In Media, Pennsylvania, where access to grief-specific therapists may be limited, bibliotherapy represents a particularly valuable resource. "Physicians' Untold Stories" functions as a bibliotherapeutic intervention that does not require clinical supervision—its accounts are inherently therapeutic, evoking emotions (wonder, awe, hope) and cognitive processes (meaning-making, belief revision, perspective-taking) that are consistent with evidence-based grief interventions. For readers in Media who are not ready for therapy, who cannot afford it, or who simply prefer to process their grief through reading, Dr. Kolbaba's book offers a clinically grounded alternative pathway to healing.

How This Book Can Help You
Pennsylvania, where American medicine was born at the University of Pennsylvania and Pennsylvania Hospital, is the historical foundation upon which the extraordinary experiences described in Dr.

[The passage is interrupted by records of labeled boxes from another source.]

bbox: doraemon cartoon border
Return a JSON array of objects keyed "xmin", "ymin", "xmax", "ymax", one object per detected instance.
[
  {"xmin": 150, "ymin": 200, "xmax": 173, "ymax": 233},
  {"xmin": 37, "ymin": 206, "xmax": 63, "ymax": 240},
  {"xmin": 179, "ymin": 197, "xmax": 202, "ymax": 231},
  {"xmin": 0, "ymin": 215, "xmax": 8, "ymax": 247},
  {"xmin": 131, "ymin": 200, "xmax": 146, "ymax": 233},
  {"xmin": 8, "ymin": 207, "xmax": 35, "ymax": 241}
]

Kolbaba's Physicians' Untold Stories rest. The state that gave the world the first medical school, the first hospital, and the polio vaccine has also produced generations of physicians who have witnessed phenomena that their training cannot explain—from the Civil War surgeons at Gettysburg to modern-day doctors at Penn Medicine and UPMC. Dr. Kolbaba's Mayo Clinic training and Northwestern Medicine practice follow directly in this tradition of American medicine pioneered in Philadelphia.
Nurses near Media, Pennsylvania often observe the phenomena described in this book more frequently than physicians, simply because they spend more time at the bedside. The book gives voice to physician experiences, but its nursing readership across the Northeast recognizes every story. The unexplainable doesn't discriminate by credential—it appears to whoever is paying attention.


About the Author
Dr. Scott J. Kolbaba, MD is an internist at Northwestern Medicine. Mayo Clinic trained, he spent three years interviewing 200+ physicians about their most extraordinary experiences.
Medical Fact
The human body maintains its temperature at 98.6°F (37°C), but recent studies suggest the average has dropped to about 97.9°F.